Nuts to You, Say Almond Growers Filing Federal Suit

Mark Kastel, my good buddy over at The Cornucopia Institute, send me a red alert on Wednesday.

Seems a group of 15 almond growers filed suit in a Washington, D.C. courthouse on September 10th to stop the U.S. Department of Agriculture (USDA) from enforcing its mandate to treat the nuts either with steam-heat or propylene oxide.

Almonds, which contain large quantities of protein, manganese (helping convert fat to energy) and Vitamin E (a superb antioxidant), are also high in magnesium (for bones), tryptophan (for mood and sleep), copper, Vitamin B2 for growth, and phosphorus – the second most important mineral in the human body, used in everything from cell production to energy. Almonds also lower cholesterol, protect against diabetes and heart disease, and may help reduce and stabilize weight.

But all of these benefits are only derived if the nuts are raw. Steam-heating destroys many of the nutrients, or converts them to a form unusable in the body. Treating nuts with propylene oxide, a toxic fumigant the Environmental Protection Agency (EPA) recognizes as a carcinogen, keeps the nutrients but adds a level of risk healthy eaters find unacceptable.

Almonds are grown in California but processed at various facilities around the United States. Growers and processors want to stop the treatment of almonds, not only because the treatments affect the nut’s health and safety benefits, but because the treatments are prohibitively expensive – a factor that gives a decided edge to foreign growers, who aren’t required to treat their product.

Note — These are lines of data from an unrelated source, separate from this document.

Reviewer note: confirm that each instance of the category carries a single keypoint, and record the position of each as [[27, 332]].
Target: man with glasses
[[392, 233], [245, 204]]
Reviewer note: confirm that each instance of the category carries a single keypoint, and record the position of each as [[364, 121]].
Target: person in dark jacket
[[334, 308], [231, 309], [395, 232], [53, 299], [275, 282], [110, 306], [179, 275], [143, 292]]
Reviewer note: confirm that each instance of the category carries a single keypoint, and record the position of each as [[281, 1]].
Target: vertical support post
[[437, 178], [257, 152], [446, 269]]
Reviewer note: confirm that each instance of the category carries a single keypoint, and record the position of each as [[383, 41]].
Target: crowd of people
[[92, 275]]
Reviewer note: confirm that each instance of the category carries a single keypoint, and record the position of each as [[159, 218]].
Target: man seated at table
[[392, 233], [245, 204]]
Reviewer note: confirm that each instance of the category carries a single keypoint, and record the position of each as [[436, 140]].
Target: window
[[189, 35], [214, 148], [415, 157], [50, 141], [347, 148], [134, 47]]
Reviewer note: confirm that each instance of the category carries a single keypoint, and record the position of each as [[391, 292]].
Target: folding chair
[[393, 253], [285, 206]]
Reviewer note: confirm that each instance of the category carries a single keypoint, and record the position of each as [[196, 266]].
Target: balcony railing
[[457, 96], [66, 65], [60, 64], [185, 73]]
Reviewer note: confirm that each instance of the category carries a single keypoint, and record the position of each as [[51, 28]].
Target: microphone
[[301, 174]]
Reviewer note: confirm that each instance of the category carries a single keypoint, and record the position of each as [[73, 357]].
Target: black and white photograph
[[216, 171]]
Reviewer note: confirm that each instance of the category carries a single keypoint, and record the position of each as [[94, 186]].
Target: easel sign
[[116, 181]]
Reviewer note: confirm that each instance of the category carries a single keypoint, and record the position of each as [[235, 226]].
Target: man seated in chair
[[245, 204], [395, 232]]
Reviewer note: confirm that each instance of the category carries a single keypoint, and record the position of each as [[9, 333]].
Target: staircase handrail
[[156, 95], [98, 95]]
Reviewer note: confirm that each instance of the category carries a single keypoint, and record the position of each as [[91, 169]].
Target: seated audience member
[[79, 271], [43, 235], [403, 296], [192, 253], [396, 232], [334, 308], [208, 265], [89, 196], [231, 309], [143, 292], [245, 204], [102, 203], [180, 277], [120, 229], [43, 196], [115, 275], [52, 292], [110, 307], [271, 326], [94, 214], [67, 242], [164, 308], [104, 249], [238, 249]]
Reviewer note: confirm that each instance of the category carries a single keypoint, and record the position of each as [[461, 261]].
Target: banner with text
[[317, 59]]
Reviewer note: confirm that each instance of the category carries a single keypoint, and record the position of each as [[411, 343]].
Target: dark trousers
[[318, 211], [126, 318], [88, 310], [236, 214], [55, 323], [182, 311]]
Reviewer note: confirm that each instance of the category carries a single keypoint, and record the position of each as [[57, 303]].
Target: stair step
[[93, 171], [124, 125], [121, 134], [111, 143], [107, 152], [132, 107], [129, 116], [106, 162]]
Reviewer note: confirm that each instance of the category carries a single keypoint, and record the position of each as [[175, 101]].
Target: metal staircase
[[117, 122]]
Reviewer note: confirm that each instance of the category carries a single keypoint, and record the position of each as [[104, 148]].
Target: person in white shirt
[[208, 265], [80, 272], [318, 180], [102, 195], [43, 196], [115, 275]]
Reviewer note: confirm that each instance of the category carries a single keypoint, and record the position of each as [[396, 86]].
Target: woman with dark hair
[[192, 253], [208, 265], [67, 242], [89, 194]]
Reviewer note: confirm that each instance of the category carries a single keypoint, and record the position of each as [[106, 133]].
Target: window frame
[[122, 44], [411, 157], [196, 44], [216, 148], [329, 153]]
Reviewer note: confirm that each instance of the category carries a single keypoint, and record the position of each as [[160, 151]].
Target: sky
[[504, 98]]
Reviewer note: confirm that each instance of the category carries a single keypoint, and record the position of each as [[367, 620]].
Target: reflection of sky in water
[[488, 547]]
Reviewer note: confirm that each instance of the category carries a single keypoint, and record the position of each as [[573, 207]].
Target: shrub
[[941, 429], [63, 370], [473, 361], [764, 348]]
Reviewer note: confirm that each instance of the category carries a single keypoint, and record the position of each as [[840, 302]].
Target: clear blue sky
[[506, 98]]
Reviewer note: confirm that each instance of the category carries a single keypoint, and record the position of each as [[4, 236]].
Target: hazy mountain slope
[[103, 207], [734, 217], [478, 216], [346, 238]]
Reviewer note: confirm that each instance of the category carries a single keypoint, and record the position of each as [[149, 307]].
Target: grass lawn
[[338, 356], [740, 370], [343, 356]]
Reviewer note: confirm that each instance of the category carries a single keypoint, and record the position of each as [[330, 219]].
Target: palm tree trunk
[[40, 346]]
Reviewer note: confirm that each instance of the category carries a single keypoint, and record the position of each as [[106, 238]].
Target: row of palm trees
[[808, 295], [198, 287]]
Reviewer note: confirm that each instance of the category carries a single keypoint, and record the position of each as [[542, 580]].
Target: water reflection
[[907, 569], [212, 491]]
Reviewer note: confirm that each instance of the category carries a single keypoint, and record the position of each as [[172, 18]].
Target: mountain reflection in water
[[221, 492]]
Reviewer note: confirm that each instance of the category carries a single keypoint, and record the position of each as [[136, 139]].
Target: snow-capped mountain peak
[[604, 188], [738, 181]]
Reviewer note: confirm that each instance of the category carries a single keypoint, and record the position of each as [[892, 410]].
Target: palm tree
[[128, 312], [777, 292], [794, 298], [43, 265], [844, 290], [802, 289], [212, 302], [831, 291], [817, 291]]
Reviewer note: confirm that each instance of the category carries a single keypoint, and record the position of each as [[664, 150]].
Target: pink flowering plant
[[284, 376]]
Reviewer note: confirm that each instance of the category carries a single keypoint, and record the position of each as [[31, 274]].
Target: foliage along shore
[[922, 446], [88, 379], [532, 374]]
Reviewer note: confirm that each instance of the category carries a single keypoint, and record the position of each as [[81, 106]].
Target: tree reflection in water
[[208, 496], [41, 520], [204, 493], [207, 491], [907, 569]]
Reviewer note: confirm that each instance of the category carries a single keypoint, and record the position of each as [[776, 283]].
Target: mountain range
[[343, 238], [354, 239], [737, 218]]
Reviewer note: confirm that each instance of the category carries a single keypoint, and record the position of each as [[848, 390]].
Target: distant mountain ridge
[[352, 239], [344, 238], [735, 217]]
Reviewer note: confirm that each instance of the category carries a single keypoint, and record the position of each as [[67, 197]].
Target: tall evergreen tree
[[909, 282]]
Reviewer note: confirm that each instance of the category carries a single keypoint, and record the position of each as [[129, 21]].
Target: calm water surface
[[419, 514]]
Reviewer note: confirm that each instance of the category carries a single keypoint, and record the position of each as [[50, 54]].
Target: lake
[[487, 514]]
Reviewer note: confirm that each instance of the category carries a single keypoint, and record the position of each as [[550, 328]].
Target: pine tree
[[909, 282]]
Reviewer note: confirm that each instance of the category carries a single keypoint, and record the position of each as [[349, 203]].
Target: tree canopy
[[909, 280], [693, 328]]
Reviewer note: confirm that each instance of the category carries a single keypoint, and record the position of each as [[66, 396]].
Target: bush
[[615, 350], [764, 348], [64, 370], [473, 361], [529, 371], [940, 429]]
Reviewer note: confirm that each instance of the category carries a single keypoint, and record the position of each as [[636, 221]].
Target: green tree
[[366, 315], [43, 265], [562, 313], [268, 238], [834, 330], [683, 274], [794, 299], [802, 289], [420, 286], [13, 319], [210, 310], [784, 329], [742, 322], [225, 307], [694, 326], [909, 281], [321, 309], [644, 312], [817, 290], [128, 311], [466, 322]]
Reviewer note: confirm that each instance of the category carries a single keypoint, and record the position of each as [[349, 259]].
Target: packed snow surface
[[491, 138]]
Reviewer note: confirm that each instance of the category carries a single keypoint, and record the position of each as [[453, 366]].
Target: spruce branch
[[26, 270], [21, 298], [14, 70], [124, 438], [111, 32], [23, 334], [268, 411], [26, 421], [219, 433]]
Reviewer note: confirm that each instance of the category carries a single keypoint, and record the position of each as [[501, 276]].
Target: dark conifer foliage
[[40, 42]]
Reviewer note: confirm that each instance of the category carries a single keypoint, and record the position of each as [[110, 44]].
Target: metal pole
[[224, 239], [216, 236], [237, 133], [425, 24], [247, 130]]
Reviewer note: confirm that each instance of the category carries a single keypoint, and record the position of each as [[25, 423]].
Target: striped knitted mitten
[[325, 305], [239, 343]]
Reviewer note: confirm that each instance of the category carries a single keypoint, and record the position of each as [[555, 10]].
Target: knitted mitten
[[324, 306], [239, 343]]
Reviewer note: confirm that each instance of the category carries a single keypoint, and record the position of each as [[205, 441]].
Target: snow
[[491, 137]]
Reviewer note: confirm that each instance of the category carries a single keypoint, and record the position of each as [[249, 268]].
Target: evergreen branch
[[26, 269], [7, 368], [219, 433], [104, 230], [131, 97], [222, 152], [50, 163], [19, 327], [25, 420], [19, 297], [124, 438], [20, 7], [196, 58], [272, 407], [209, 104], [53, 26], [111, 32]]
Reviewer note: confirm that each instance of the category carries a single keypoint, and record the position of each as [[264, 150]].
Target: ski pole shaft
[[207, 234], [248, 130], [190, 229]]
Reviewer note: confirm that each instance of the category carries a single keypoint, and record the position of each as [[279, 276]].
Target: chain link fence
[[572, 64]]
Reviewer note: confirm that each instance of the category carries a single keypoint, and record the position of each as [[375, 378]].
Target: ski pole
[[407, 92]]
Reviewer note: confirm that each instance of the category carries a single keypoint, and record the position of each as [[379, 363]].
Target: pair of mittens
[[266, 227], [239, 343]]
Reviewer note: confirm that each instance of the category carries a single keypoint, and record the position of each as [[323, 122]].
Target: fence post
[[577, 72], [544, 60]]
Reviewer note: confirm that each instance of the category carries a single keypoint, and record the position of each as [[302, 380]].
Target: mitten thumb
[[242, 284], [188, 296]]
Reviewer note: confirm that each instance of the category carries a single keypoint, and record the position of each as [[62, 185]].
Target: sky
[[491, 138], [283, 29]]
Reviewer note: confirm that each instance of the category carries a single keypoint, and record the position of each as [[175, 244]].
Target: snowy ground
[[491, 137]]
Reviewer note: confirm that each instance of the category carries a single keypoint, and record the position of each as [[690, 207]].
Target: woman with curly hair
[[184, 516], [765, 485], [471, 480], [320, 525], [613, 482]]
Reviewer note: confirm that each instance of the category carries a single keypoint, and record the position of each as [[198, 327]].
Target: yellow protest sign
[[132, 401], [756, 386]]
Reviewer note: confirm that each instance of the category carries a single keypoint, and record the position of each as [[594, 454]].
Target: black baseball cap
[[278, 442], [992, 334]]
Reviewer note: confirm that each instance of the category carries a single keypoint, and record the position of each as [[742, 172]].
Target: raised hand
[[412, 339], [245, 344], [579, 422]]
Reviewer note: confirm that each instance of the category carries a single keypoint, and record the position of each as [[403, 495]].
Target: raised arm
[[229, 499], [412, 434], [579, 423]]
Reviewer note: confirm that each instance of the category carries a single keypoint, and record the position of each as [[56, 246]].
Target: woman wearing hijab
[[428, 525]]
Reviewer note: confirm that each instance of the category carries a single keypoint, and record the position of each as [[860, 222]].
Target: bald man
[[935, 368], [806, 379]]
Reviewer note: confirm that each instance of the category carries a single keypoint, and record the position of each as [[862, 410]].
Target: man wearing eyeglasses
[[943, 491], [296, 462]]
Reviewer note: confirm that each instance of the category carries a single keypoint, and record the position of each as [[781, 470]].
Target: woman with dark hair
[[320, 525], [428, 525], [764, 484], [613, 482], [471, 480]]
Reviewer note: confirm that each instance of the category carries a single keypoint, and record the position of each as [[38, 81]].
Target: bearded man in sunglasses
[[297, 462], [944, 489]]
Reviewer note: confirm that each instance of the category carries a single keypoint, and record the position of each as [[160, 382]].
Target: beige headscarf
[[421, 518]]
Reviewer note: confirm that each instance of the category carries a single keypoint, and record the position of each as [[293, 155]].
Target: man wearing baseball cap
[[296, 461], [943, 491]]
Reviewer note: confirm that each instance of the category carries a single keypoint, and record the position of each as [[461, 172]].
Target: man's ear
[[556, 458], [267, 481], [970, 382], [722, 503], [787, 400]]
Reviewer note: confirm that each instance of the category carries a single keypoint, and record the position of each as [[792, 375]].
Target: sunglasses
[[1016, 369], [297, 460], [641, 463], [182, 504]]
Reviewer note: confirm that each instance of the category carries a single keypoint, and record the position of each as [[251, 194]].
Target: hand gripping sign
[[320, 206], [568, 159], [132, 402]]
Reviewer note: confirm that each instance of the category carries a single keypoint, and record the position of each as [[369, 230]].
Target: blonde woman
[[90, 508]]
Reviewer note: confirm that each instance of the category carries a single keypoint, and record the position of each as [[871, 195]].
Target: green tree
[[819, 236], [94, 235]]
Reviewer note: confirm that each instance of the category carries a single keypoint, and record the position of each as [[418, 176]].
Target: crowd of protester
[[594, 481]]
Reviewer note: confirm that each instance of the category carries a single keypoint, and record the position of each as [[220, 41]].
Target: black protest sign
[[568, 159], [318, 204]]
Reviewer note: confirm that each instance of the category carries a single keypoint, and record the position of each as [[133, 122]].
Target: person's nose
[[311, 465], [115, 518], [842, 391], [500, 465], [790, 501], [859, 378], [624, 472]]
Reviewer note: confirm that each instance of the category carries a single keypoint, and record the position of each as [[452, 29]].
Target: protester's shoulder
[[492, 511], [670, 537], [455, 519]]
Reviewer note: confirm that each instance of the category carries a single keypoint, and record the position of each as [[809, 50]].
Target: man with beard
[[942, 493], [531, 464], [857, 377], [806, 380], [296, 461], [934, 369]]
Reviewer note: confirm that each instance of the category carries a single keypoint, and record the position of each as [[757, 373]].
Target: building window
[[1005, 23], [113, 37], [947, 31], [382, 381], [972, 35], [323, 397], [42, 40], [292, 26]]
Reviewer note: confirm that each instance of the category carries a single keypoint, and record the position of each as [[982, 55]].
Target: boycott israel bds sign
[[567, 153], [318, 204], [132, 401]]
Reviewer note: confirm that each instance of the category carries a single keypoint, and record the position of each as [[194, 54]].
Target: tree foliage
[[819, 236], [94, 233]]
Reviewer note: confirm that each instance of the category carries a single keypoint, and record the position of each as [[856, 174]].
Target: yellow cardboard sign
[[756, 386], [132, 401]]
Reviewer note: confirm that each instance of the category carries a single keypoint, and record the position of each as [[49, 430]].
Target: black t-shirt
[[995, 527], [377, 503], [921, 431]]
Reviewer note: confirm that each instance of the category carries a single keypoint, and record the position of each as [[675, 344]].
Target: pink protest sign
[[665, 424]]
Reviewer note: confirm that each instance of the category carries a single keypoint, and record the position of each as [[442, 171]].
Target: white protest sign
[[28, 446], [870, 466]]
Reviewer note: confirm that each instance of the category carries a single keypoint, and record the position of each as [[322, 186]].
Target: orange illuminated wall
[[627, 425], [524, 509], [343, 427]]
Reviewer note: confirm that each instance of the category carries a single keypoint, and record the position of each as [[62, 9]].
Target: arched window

Growers and processors aren’t the only ones up in arms. Consumers have joined the virtual protest by contacting the USDA to decry not only treatment but the fact that domestic almonds will still wear the label “raw” even when they’re cooked or contaminated. For health food devotees, this designation (raw) is the gold standard for many foods.

I spoke to Barth Anderson, Research and Education Coordinator for the Wedge, a Minneapolis-based grocery and whole foods cooperative. Anderson, who was the impetus behind a 2008 protest, which resulted in more than 500 letters to the USDA giving a resounding thumbs down to the steam-or-fumigate mandate, says:

“Our members especially did not like the idea that fumigated almonds could be called ‘raw.’”

According to Will Fantle, research director at Cornucopia, “The USDA’s raw almond treatment mandate has been economically devastating to many family-scale and organic almond farmers in California.”

The mandate to steam or poison the nuts first went into effect in September of 2007. At that time, the USDA insisted the measure was necessary to protect consumers from tainted food. For all their vigilance over the lowly nut, the USDA has since twice allowed contaminated food to reach grocer’s shelves, first in the spring of this year when the e-coli scare in spinach broke out, then again in June when tomatoes contaminated with salmonella threatened to tank the U.S. tomato industry. No one ever did find the source of the St. Paul strain of salmonella in the most recent warning, though officials were quick to point the finger at jalapeno peppers from Mexico.

Salmonella in almonds is rare. Only two outbreaks have been reported in this century, both at “factory farm” mass growers operating on more than 9,000 acres.

The lawsuit filed yesterday argues that the USDA exceeded its authority in drafting and then enforcing the rule, since that agency’s venue is primarily in the soil aspect of crops, and only secondarily concerned with the appearance and edibility of crops. Moreover, the USDA was never required to attend a full evidentiary hearing when it expanded its oversight, nor did it conduct a producer referendum to gather public input.

Not only are almonds being poisoned, but retailers are not required to inform consumers of the contamination. Allowing steamed almonds – about as nutritionally valuable as straw – to be labeled “raw” is still legal as well.

Consumers are irate. Growers are at the ends of their rope, impacted on one hand by California drought and on the other by foreign imports. Even packagers are questioning the duplicity of allowing foreign-grown nuts to escape the rules while American farmers lose their shirts. The loudest outcry, though, is coming from raw food enthusiasts and vegans, both of whom may get most of their daily requirements for protein from raw nuts.

Studies exploring nutritional impacts following fumigant and steam treatment have yet to be publicly released, but other foods similarly treated show vitamin depletion levels up to 25 percent. A Cornucopia Institute freedom of information request for the documents is still waiting for a response from the USDA, which seems quick to lay down the law but slow to reveal the consequences.

Fantle and the Cornucopia staff note that the court has already assigned a case number to the lawsuit, and are hopeful that a favorable decision will arrive in time to protect the 2009 almond crop.

As a former resident of California who actually bought half an almond tree near Watsonville in 1994 (at the production end), I hope so, too. I’ve long since run out of nuts, except the ones living with me, and I don’t dare buy more.

Disclosure: I don’t currently own stock in any almond grower or producer.